Hanyu Song


Master's Thesis

Wavelet Regression Using MapReduce & Analysis of Multiple Schlerosis Clinical Data

Abstract: Two problems, one related to scalable methods and the other on application of statistical methods to clinical data are addressed in this thesis. In the first chapter, motivated by growing numbers of ``large p'' datasets, we present a novel MapReduce framework for handling multivariate wavelet regression. We compare the time complexity of proposed and conventional methods and show the novel framework scales linearly in the dimension $p$ of the response matrix. Empirical results show consistency with our complexity analysis.

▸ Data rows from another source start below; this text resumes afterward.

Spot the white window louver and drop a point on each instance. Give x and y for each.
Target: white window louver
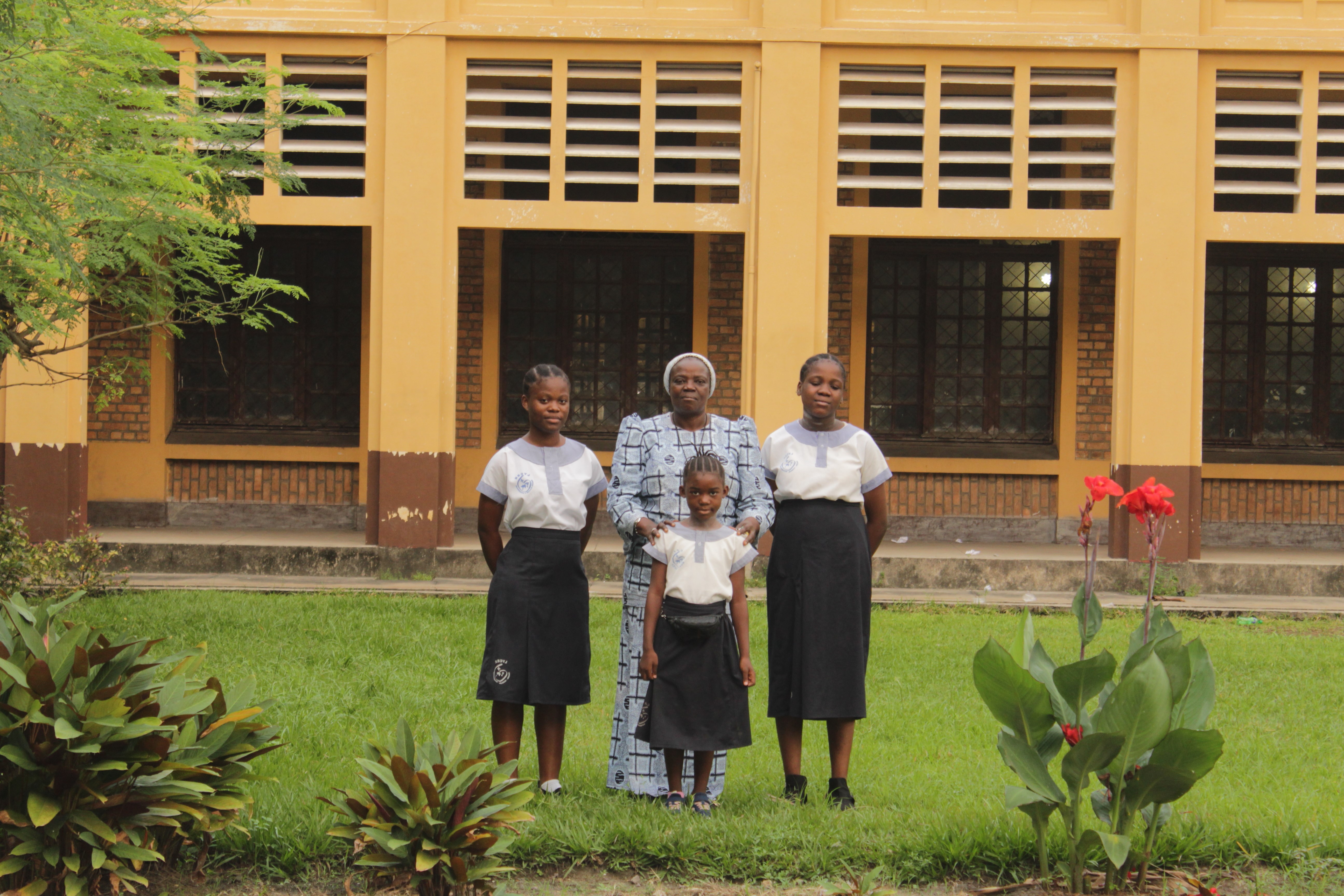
(882, 130)
(1257, 135)
(328, 151)
(1072, 134)
(698, 130)
(1330, 142)
(975, 132)
(509, 130)
(603, 132)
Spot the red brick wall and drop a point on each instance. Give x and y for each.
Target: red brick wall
(471, 346)
(263, 481)
(1096, 348)
(1273, 502)
(841, 313)
(125, 420)
(726, 267)
(974, 495)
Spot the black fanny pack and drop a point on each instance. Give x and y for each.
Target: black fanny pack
(693, 629)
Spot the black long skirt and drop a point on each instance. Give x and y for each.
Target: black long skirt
(819, 597)
(698, 702)
(537, 628)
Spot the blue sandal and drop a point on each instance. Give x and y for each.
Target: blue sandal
(702, 804)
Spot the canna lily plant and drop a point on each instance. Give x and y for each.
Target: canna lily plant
(1143, 735)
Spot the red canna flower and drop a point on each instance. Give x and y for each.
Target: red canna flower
(1100, 487)
(1150, 498)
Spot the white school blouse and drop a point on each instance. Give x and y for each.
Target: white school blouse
(543, 488)
(701, 561)
(841, 465)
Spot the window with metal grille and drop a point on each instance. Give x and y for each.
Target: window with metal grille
(962, 342)
(1273, 348)
(611, 310)
(298, 382)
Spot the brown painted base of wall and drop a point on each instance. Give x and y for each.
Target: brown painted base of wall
(1182, 541)
(410, 499)
(226, 515)
(52, 484)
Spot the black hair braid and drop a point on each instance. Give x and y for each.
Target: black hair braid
(540, 373)
(823, 356)
(705, 463)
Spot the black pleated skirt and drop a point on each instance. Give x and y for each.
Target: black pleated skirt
(537, 627)
(698, 702)
(819, 597)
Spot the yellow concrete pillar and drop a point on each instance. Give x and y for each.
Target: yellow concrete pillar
(45, 464)
(415, 315)
(1159, 308)
(788, 318)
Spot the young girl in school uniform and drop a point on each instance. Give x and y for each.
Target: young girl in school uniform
(543, 489)
(698, 663)
(819, 586)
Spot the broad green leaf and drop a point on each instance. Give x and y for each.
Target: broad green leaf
(1084, 680)
(1042, 668)
(1022, 758)
(1193, 751)
(1017, 797)
(1089, 755)
(1198, 703)
(42, 808)
(1115, 845)
(1158, 785)
(1140, 709)
(1015, 699)
(1088, 612)
(1025, 640)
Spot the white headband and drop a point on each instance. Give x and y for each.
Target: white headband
(667, 371)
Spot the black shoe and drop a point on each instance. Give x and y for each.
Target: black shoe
(838, 790)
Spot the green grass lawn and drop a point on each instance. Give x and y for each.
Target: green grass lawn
(925, 772)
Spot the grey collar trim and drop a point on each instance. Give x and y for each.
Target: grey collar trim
(703, 536)
(553, 459)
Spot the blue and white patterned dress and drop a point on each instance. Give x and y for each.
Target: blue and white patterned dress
(646, 476)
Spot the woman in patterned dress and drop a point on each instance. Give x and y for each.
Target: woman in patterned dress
(646, 476)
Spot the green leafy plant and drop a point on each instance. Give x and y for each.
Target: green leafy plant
(52, 570)
(1143, 735)
(111, 758)
(435, 816)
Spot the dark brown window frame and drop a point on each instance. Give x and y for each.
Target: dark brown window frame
(629, 371)
(1260, 257)
(976, 446)
(187, 432)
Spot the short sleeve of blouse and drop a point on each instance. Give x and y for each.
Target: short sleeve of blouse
(874, 469)
(744, 555)
(597, 481)
(495, 479)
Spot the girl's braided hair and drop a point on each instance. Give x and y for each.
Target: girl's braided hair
(705, 463)
(823, 356)
(540, 373)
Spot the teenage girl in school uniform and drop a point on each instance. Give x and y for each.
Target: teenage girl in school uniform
(819, 585)
(543, 489)
(698, 663)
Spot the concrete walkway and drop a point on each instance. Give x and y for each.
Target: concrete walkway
(1213, 604)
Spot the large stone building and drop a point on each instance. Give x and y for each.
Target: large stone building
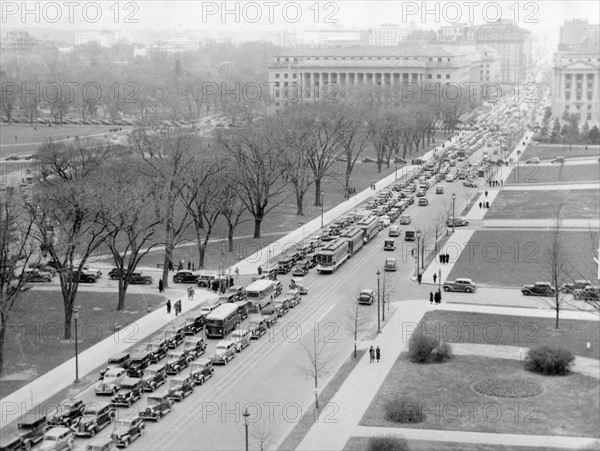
(512, 43)
(306, 72)
(576, 83)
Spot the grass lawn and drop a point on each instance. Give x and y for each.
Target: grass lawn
(576, 204)
(515, 257)
(568, 405)
(548, 152)
(30, 137)
(308, 420)
(481, 328)
(34, 343)
(361, 443)
(534, 174)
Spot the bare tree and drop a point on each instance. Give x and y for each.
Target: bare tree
(317, 362)
(16, 251)
(356, 319)
(555, 261)
(165, 160)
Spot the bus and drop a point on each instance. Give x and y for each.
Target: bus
(222, 320)
(354, 237)
(370, 227)
(260, 292)
(332, 255)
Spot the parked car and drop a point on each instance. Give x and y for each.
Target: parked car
(185, 277)
(154, 376)
(57, 439)
(390, 264)
(176, 361)
(130, 390)
(67, 413)
(462, 284)
(458, 222)
(241, 338)
(31, 428)
(139, 361)
(201, 370)
(127, 430)
(194, 348)
(96, 416)
(224, 352)
(538, 289)
(257, 328)
(159, 405)
(109, 385)
(180, 387)
(366, 296)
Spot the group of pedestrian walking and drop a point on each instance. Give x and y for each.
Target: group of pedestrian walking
(176, 306)
(437, 297)
(374, 354)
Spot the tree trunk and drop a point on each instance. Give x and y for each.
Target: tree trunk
(257, 222)
(299, 204)
(317, 192)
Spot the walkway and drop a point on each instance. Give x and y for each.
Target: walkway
(54, 381)
(354, 396)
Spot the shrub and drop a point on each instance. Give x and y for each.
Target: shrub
(423, 348)
(388, 443)
(402, 410)
(547, 360)
(441, 353)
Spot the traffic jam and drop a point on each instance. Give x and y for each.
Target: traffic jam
(146, 383)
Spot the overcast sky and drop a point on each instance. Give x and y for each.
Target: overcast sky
(197, 15)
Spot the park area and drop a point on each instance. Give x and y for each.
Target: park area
(540, 204)
(550, 151)
(531, 174)
(451, 397)
(34, 331)
(513, 258)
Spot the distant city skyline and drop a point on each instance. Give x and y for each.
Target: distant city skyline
(254, 16)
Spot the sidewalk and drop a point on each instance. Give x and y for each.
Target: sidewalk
(61, 377)
(354, 396)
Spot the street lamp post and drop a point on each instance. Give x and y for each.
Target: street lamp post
(378, 309)
(246, 416)
(75, 319)
(453, 200)
(322, 194)
(418, 250)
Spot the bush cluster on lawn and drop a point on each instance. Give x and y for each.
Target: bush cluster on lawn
(388, 443)
(402, 410)
(551, 361)
(424, 348)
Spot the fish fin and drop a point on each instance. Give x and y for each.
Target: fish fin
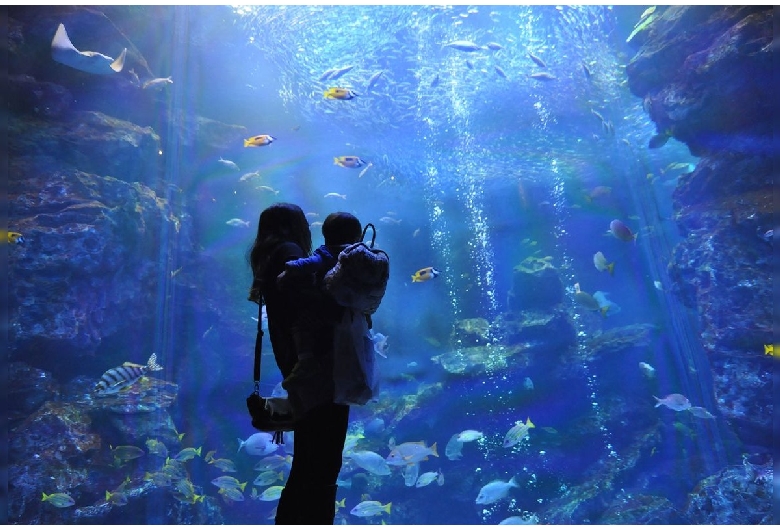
(119, 62)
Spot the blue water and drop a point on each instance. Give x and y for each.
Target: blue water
(473, 175)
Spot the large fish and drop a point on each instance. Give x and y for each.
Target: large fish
(117, 379)
(63, 51)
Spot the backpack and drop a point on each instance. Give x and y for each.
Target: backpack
(357, 282)
(359, 278)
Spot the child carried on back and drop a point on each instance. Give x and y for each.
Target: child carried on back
(311, 381)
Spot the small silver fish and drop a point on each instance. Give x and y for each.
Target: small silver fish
(648, 370)
(537, 60)
(335, 196)
(229, 164)
(701, 412)
(463, 45)
(373, 80)
(543, 76)
(157, 82)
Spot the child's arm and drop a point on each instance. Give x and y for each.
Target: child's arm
(299, 267)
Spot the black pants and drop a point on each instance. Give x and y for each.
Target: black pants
(309, 497)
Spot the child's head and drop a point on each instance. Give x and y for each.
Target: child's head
(341, 228)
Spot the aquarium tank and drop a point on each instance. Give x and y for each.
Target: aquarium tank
(576, 203)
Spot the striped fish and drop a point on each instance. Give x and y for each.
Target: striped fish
(121, 377)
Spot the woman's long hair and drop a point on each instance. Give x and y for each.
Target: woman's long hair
(280, 222)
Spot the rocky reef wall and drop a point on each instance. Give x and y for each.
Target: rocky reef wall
(706, 79)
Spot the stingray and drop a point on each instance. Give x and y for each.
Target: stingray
(63, 51)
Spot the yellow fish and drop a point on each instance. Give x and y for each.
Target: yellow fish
(259, 140)
(348, 161)
(601, 263)
(16, 238)
(423, 275)
(340, 93)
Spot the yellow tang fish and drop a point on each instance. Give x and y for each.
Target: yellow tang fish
(60, 500)
(348, 161)
(259, 140)
(340, 93)
(15, 238)
(423, 275)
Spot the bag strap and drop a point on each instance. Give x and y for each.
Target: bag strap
(373, 237)
(258, 349)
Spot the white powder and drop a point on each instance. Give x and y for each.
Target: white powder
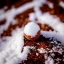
(31, 29)
(52, 21)
(61, 4)
(11, 54)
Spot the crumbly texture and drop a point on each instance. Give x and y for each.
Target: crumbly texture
(44, 51)
(31, 29)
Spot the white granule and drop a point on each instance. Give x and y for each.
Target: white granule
(31, 29)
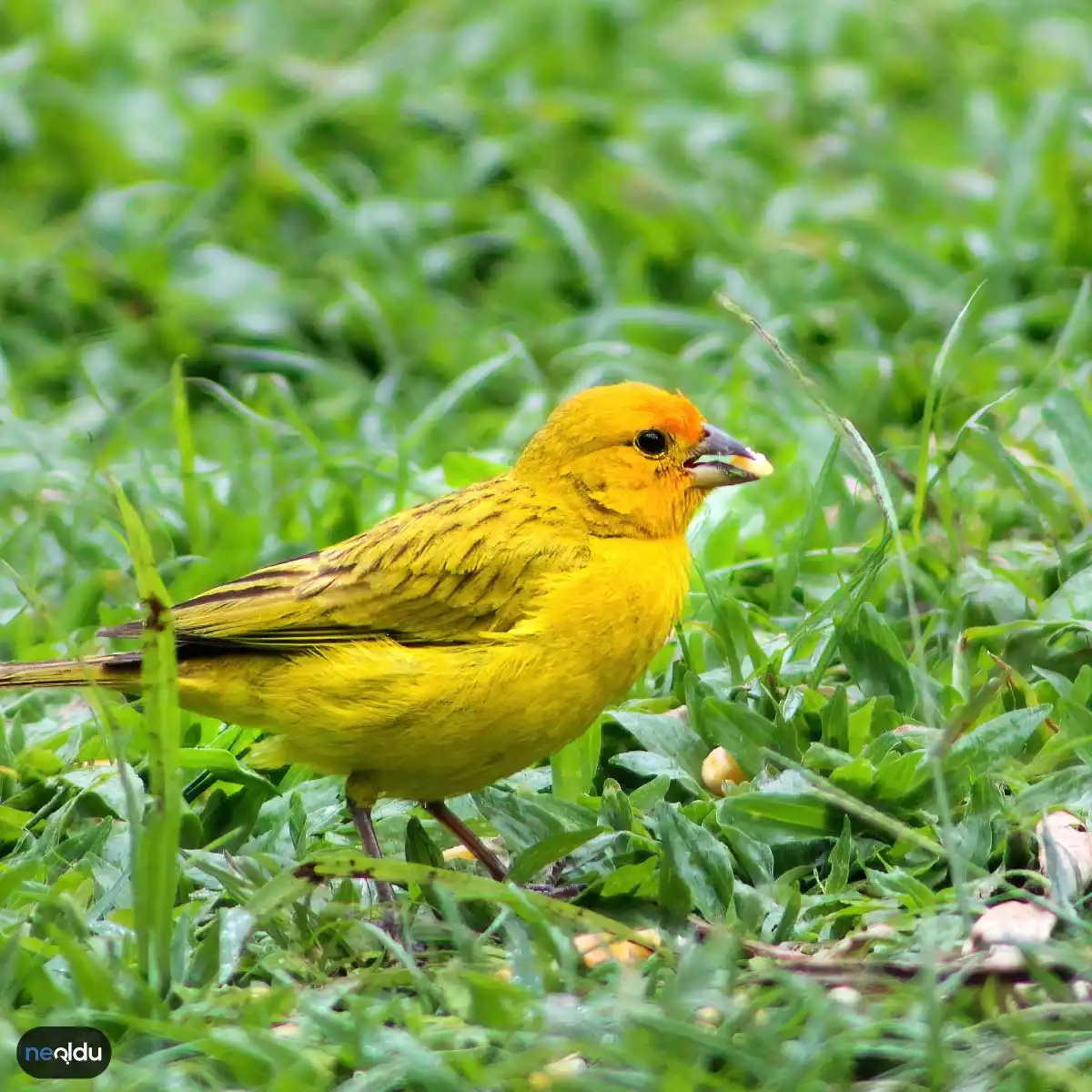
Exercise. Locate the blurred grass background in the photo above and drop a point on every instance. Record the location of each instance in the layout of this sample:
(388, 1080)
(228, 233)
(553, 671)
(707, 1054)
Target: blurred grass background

This work has its potential application in analysing image data or genomic data where the dimensions are huge. In the second chapter, we explore a clinical dataset of Multiple Sclerosis (MS) provided by Biogen, which comprises 579 actively managed MS patients enrolled at single center for up to 5 years. Since a therapy to curing MS is unknown, Biogen and we are developing statistical models to predict the progression of disability level as a therapeutic guide. Such disability can be roughly quantified by EDSS (Expanded Disability Status Scale), and as such we conduct predict modelling of EDSS. Before we arrive at these models, we perform explanatory data analysis, conduct predictive modelling of current EDSS based on measurements in the same year.